D'après les enquêtes, après l'apparition soudaine du nom de Xu Zhengyang dans le canal l'an dernier, certains temples disparus et dépourvus d'offrandes d'encens ont commencé à se rouvrir dans les quatre districts et quatorze comtés de la ville de Fuhe. De plus, de nouveaux temples ont été construits sur des terrains qui n'auraient jamais dû exister.

En de nombreux endroits, une voix qui n'exprime ni joie, ni louange, ni espoir a même commencé à se faire entendre, mais plutôt une voix de peur.

Cela ne fait qu'un peu plus d'un an, et Xu Zhengyang n'a que vingt-deux ans.

Si cette situation perdure, que se passera-t-il à l'avenir

? Cela pourrait être une bonne chose, une mauvaise chose, ou quelque chose de très grave pourrait arriver.

Tout au long de l'histoire, sous chaque dynastie, des gouvernements ont fait le choix d'imposer une religion comme religion dominante, recourant parfois même à des actes d'extermination brutaux. Autrement dit, il s'agissait d'actes de purge religieuse… Le confucianisme, le bouddhisme, le taoïsme et diverses autres religions occidentales – leurs divinités ont toutes été anéanties par la puissante machine politique de l'humanité !

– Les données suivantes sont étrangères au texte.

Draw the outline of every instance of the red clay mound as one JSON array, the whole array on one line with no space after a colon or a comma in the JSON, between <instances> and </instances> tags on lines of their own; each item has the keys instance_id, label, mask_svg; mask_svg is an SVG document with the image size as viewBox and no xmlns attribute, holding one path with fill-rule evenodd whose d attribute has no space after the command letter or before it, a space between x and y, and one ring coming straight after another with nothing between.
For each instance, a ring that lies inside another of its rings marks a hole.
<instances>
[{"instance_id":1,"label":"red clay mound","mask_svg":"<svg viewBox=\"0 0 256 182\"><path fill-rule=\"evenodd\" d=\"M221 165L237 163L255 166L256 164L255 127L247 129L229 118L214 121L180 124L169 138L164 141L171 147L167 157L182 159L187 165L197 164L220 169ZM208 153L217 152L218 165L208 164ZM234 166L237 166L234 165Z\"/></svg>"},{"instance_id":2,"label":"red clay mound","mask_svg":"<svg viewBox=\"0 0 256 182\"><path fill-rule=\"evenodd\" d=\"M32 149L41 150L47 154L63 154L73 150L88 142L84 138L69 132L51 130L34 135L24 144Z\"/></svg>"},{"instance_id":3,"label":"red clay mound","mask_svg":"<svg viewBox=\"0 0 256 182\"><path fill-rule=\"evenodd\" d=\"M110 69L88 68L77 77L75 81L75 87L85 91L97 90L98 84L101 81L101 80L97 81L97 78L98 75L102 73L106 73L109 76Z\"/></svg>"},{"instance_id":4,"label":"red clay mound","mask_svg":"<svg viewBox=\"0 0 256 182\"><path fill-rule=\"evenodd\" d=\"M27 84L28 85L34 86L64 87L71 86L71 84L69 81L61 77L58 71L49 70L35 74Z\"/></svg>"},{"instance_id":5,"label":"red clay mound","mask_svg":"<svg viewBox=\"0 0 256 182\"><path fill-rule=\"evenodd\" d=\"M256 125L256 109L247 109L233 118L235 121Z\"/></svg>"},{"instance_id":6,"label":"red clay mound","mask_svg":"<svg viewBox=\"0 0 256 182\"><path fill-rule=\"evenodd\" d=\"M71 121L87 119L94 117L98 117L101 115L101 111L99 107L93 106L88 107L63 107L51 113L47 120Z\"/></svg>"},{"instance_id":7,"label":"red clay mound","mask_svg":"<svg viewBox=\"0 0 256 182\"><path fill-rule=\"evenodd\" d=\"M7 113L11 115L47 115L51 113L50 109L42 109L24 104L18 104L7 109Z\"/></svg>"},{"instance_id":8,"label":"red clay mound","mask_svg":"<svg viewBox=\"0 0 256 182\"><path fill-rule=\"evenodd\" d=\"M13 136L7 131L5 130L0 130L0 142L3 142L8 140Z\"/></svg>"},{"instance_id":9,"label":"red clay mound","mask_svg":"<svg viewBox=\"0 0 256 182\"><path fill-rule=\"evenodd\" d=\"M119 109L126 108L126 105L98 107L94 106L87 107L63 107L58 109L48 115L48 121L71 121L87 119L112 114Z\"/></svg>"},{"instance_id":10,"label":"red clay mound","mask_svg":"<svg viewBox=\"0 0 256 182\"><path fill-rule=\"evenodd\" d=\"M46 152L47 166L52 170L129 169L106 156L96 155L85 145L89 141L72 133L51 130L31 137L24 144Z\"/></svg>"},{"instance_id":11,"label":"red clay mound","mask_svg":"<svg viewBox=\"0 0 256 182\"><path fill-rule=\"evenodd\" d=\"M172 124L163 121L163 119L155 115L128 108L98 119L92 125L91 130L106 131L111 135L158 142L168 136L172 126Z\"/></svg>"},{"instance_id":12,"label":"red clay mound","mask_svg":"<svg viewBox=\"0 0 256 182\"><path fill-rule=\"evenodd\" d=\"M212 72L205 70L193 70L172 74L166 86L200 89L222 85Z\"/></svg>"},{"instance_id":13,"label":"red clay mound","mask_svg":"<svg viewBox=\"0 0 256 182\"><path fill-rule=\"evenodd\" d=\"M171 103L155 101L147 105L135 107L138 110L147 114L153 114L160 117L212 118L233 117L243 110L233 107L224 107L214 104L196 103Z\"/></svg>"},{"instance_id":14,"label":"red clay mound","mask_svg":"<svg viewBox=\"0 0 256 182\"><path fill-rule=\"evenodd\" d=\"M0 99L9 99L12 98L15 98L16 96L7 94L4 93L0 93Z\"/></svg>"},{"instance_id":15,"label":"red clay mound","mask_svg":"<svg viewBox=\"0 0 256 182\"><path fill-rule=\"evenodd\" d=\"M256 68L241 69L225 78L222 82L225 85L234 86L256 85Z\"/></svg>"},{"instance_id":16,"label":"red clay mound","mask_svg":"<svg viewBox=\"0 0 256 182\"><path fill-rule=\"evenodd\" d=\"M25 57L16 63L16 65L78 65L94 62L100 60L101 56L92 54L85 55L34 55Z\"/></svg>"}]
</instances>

Il faut bien l'admettre, si l'on analyse les archives historiques et les anecdotes, on peut conclure que la véritable défaite de l'humanité face à la voie divine s'est en réalité produite par une autre voie divine — en fin de compte, il s'agissait d'un conflit entre différentes religions, ou plus précisément, d'une lutte entre différents dieux.

Cependant, ils n'ont d'autre choix que de compter sur les humains pour vaincre leurs adversaires.

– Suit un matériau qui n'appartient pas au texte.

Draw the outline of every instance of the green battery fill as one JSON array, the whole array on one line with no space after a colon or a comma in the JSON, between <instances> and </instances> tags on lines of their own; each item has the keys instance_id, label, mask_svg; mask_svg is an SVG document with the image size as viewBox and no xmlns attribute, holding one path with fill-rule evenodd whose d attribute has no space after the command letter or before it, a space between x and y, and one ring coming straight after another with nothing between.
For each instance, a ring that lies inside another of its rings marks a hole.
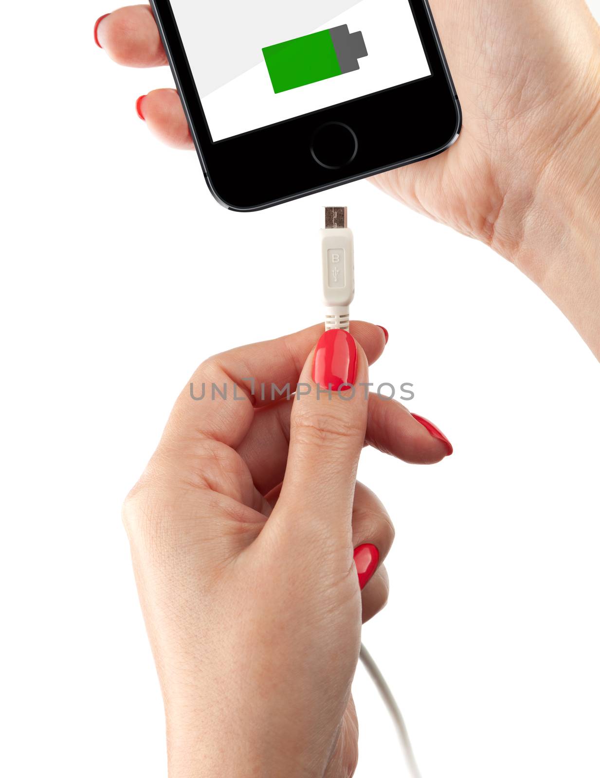
<instances>
[{"instance_id":1,"label":"green battery fill","mask_svg":"<svg viewBox=\"0 0 600 778\"><path fill-rule=\"evenodd\" d=\"M348 25L286 40L262 50L275 94L359 69L367 55L363 33Z\"/></svg>"}]
</instances>

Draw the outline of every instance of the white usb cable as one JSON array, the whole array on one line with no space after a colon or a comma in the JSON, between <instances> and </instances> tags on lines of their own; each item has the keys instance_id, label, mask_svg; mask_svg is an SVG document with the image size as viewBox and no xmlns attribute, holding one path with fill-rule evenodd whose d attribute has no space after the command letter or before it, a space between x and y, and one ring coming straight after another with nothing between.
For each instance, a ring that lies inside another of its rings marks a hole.
<instances>
[{"instance_id":1,"label":"white usb cable","mask_svg":"<svg viewBox=\"0 0 600 778\"><path fill-rule=\"evenodd\" d=\"M325 228L320 236L326 330L348 330L350 327L350 303L354 300L354 237L346 226L347 219L347 208L325 208Z\"/></svg>"},{"instance_id":2,"label":"white usb cable","mask_svg":"<svg viewBox=\"0 0 600 778\"><path fill-rule=\"evenodd\" d=\"M350 328L350 303L354 300L354 237L347 224L347 208L325 208L325 227L320 231L320 236L326 330ZM421 778L400 708L381 671L362 643L360 661L395 725L408 775L410 778Z\"/></svg>"}]
</instances>

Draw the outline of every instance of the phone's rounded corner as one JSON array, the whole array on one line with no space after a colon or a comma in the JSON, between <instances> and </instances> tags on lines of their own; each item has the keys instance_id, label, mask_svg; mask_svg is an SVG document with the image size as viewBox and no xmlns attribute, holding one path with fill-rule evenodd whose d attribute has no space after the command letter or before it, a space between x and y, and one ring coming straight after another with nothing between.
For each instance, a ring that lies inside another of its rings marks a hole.
<instances>
[{"instance_id":1,"label":"phone's rounded corner","mask_svg":"<svg viewBox=\"0 0 600 778\"><path fill-rule=\"evenodd\" d=\"M430 155L431 156L437 156L438 154L443 154L444 151L447 151L451 146L456 143L460 137L461 131L462 130L462 108L461 107L461 103L457 94L454 95L454 104L456 112L456 120L454 122L454 126L447 139L437 147L433 153Z\"/></svg>"}]
</instances>

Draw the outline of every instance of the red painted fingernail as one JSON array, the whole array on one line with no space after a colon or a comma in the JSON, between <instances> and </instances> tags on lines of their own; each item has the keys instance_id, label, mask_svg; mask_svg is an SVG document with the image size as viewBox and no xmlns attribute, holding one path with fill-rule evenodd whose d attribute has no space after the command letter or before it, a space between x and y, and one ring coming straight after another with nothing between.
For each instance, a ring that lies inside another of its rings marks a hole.
<instances>
[{"instance_id":1,"label":"red painted fingernail","mask_svg":"<svg viewBox=\"0 0 600 778\"><path fill-rule=\"evenodd\" d=\"M100 40L98 40L98 27L100 26L100 23L102 21L102 19L106 19L107 16L111 16L110 13L105 13L104 16L100 16L100 19L96 20L96 24L94 24L93 26L93 39L96 41L96 45L98 46L100 48L102 48L102 45Z\"/></svg>"},{"instance_id":2,"label":"red painted fingernail","mask_svg":"<svg viewBox=\"0 0 600 778\"><path fill-rule=\"evenodd\" d=\"M361 589L368 584L377 569L379 552L372 543L364 543L354 549L354 564L358 573L358 582Z\"/></svg>"},{"instance_id":3,"label":"red painted fingernail","mask_svg":"<svg viewBox=\"0 0 600 778\"><path fill-rule=\"evenodd\" d=\"M313 363L313 380L321 389L336 391L356 377L356 344L346 330L328 330L319 338Z\"/></svg>"},{"instance_id":4,"label":"red painted fingernail","mask_svg":"<svg viewBox=\"0 0 600 778\"><path fill-rule=\"evenodd\" d=\"M142 121L146 121L146 117L142 113L142 100L146 97L146 95L142 95L141 97L138 97L135 100L135 110L138 112L138 116L142 119Z\"/></svg>"},{"instance_id":5,"label":"red painted fingernail","mask_svg":"<svg viewBox=\"0 0 600 778\"><path fill-rule=\"evenodd\" d=\"M434 438L437 438L438 440L441 440L442 443L446 444L446 448L448 450L447 456L449 457L454 449L452 448L452 443L450 440L448 440L444 433L440 432L435 424L432 424L431 422L426 419L423 419L423 416L417 416L416 413L411 413L411 416L412 416L413 419L416 419L419 424L423 424L430 435L433 435Z\"/></svg>"}]
</instances>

Par conséquent, dans une certaine mesure, on peut déterminer le destin de Dieu.

Bien sûr, ce ne sont que des spéculations. Dans les domaines intrinsèquement incroyables, spéculation et réalité peuvent être diamétralement opposés.

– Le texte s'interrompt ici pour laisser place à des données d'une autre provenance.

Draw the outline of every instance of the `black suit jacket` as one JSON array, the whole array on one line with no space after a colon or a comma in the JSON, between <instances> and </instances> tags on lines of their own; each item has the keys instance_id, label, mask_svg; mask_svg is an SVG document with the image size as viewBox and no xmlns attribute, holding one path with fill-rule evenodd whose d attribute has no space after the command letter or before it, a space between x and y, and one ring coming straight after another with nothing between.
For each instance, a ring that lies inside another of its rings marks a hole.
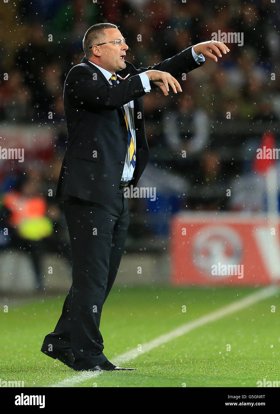
<instances>
[{"instance_id":1,"label":"black suit jacket","mask_svg":"<svg viewBox=\"0 0 280 414\"><path fill-rule=\"evenodd\" d=\"M68 140L55 194L97 202L109 202L116 195L127 150L127 130L121 106L134 104L136 162L132 182L135 186L149 159L142 96L145 93L138 74L150 70L169 72L175 78L201 66L192 48L149 67L136 69L126 61L117 85L110 84L85 57L74 66L65 80L63 101ZM152 82L152 88L156 87Z\"/></svg>"}]
</instances>

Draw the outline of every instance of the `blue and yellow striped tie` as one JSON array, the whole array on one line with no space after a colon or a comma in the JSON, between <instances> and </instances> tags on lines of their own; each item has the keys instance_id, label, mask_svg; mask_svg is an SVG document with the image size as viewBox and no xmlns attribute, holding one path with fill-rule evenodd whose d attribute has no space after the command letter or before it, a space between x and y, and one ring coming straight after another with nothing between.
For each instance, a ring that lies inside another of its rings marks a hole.
<instances>
[{"instance_id":1,"label":"blue and yellow striped tie","mask_svg":"<svg viewBox=\"0 0 280 414\"><path fill-rule=\"evenodd\" d=\"M114 75L113 75L111 77L110 80L112 81L112 84L113 85L118 84L118 82L116 81L116 79ZM127 142L128 145L128 148L129 149L130 161L133 167L134 167L135 166L135 164L136 161L136 156L135 153L135 147L134 147L133 140L132 139L131 132L130 130L130 128L129 128L129 125L128 125L128 121L127 120L126 114L126 111L124 110L124 108L123 106L121 107L121 111L123 115L123 116L124 117L124 119L126 121L126 128L127 128Z\"/></svg>"}]
</instances>

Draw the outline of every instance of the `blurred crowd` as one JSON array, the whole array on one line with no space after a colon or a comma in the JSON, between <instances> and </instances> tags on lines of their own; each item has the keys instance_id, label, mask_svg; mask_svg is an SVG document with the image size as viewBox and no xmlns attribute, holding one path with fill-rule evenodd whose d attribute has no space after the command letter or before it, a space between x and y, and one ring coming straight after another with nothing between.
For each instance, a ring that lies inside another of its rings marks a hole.
<instances>
[{"instance_id":1,"label":"blurred crowd","mask_svg":"<svg viewBox=\"0 0 280 414\"><path fill-rule=\"evenodd\" d=\"M183 92L179 96L170 94L164 99L157 90L144 97L151 171L157 168L166 172L161 184L160 180L158 183L166 199L171 198L170 189L164 185L167 181L174 183L180 197L179 203L171 203L166 212L234 208L228 202L225 189L244 172L244 165L242 159L233 166L223 159L220 150L226 148L223 136L216 136L212 130L219 124L225 135L228 130L234 136L235 126L247 123L249 130L250 125L259 124L260 134L254 137L257 140L264 132L263 123L273 125L280 120L280 10L277 2L21 0L2 2L0 7L1 130L17 125L28 129L33 124L49 127L52 134L47 156L38 151L33 159L29 157L28 166L25 162L21 166L12 163L7 171L0 164L1 211L7 226L14 229L17 219L13 217L10 196L19 200L40 197L45 216L53 222L51 234L42 240L50 241L46 243L50 249L68 255L64 236L53 230L56 226L64 228L61 208L50 201L47 189L52 186L55 189L65 150L66 76L83 56L82 41L86 31L103 22L118 26L129 46L127 60L138 67L211 40L212 33L219 30L244 34L242 46L227 43L230 53L217 64L208 60L180 80ZM247 139L244 132L238 145L244 145ZM182 151L185 151L185 158ZM168 176L171 172L173 175ZM146 173L143 177L147 185L151 176ZM152 180L149 183L154 186ZM147 207L143 200L131 201L135 215L145 212ZM15 245L17 237L24 238L18 232ZM32 254L37 267L39 254L34 252L41 248L38 244Z\"/></svg>"}]
</instances>

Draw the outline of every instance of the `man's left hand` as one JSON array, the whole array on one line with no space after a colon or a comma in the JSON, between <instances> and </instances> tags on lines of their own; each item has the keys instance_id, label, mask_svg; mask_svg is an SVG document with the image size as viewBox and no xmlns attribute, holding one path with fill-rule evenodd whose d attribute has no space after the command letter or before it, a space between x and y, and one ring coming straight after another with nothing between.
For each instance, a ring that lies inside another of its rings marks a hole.
<instances>
[{"instance_id":1,"label":"man's left hand","mask_svg":"<svg viewBox=\"0 0 280 414\"><path fill-rule=\"evenodd\" d=\"M207 42L198 43L194 46L193 50L199 56L202 53L204 57L208 56L211 59L214 59L215 62L218 62L218 58L213 52L214 52L219 58L221 58L221 51L225 55L230 51L229 49L224 43L218 42L216 40L209 40Z\"/></svg>"}]
</instances>

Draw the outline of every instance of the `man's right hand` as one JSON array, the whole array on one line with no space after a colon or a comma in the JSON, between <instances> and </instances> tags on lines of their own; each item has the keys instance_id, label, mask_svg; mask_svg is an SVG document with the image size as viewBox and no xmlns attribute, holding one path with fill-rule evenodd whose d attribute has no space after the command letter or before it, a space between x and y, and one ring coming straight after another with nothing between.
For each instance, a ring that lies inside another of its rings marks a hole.
<instances>
[{"instance_id":1,"label":"man's right hand","mask_svg":"<svg viewBox=\"0 0 280 414\"><path fill-rule=\"evenodd\" d=\"M177 91L182 92L182 88L178 81L168 72L163 72L161 70L147 70L145 73L149 80L153 82L157 86L159 87L166 96L168 95L169 90L168 83L176 94L177 94Z\"/></svg>"}]
</instances>

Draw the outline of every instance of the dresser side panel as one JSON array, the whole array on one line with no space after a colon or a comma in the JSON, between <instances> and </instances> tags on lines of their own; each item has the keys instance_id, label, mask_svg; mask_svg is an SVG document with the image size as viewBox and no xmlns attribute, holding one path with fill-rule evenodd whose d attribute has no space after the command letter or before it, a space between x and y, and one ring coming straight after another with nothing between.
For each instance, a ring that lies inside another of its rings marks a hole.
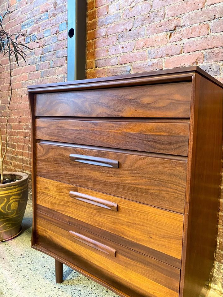
<instances>
[{"instance_id":1,"label":"dresser side panel","mask_svg":"<svg viewBox=\"0 0 223 297\"><path fill-rule=\"evenodd\" d=\"M194 84L180 297L198 297L208 280L220 195L222 88L197 74Z\"/></svg>"}]
</instances>

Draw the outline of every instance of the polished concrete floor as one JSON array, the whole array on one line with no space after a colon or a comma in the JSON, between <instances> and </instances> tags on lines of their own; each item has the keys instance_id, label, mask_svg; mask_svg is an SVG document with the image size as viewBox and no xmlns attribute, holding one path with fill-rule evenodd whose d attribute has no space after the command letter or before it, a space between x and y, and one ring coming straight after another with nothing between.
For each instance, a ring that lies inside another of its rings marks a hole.
<instances>
[{"instance_id":1,"label":"polished concrete floor","mask_svg":"<svg viewBox=\"0 0 223 297\"><path fill-rule=\"evenodd\" d=\"M22 234L0 243L1 297L118 297L65 265L56 284L54 259L30 247L32 222L28 205Z\"/></svg>"}]
</instances>

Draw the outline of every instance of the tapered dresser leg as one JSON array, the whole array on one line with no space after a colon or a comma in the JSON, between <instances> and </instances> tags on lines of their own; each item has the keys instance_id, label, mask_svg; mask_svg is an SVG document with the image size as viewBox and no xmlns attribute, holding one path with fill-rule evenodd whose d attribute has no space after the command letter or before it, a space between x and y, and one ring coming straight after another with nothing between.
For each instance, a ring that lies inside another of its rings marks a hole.
<instances>
[{"instance_id":1,"label":"tapered dresser leg","mask_svg":"<svg viewBox=\"0 0 223 297\"><path fill-rule=\"evenodd\" d=\"M55 259L55 274L56 282L60 284L63 282L63 263Z\"/></svg>"}]
</instances>

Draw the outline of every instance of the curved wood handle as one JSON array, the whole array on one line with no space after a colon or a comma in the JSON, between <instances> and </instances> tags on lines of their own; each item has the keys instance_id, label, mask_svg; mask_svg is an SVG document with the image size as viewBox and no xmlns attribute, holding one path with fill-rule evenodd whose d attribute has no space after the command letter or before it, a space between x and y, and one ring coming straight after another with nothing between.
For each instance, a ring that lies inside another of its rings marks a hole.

Par conséquent, les personnes âgées ont certains tabous et souhaitent maintenir un équilibre, mais elles doivent agir avec prudence et tâtonner.

Xu Zhengyang était un point d'appui sur lequel le vieil homme s'appuyait pour contrer et amortir cette force.

seulement……

La démolition du temple s'est déroulée sans encombre et de manière régulière, dans un climat mêlé de doute, d'excitation et de calme parmi la population, sans le moindre incident étrange.

Plus d'un mois plus tard, lorsque les premières neiges de l'hiver tombèrent et recouvrirent d'argent toute la région de la rivière Fuhe, tous les temples des quatre districts et quatorze comtés de la ville de Fuhe, à l'exception de ceux classés monuments historiques ou sites touristiques, furent démolis. L'une des raisons invoquées était de briser les superstitions féodales, et l'autre était qu'il s'agissait de constructions illégales

!

Eh bien, le temple terrestre nouvellement construit à l'extérieur du côté ouest du village de Shuanghe, qui a été construit il y a un an, n'a pas été démoli, il s'agit donc d'une exception.

Les villageois étaient en désaccord, le directeur et les enseignants de l'école ne comptaient pas vraiment prendre la chose au sérieux, et les autorités municipales ne réagirent guère non plus. Qui serait assez oisif pour accomplir une tâche manifestement imposée par la hiérarchie, histoire de sauver la face

? De plus, cela risquait d'offenser la population.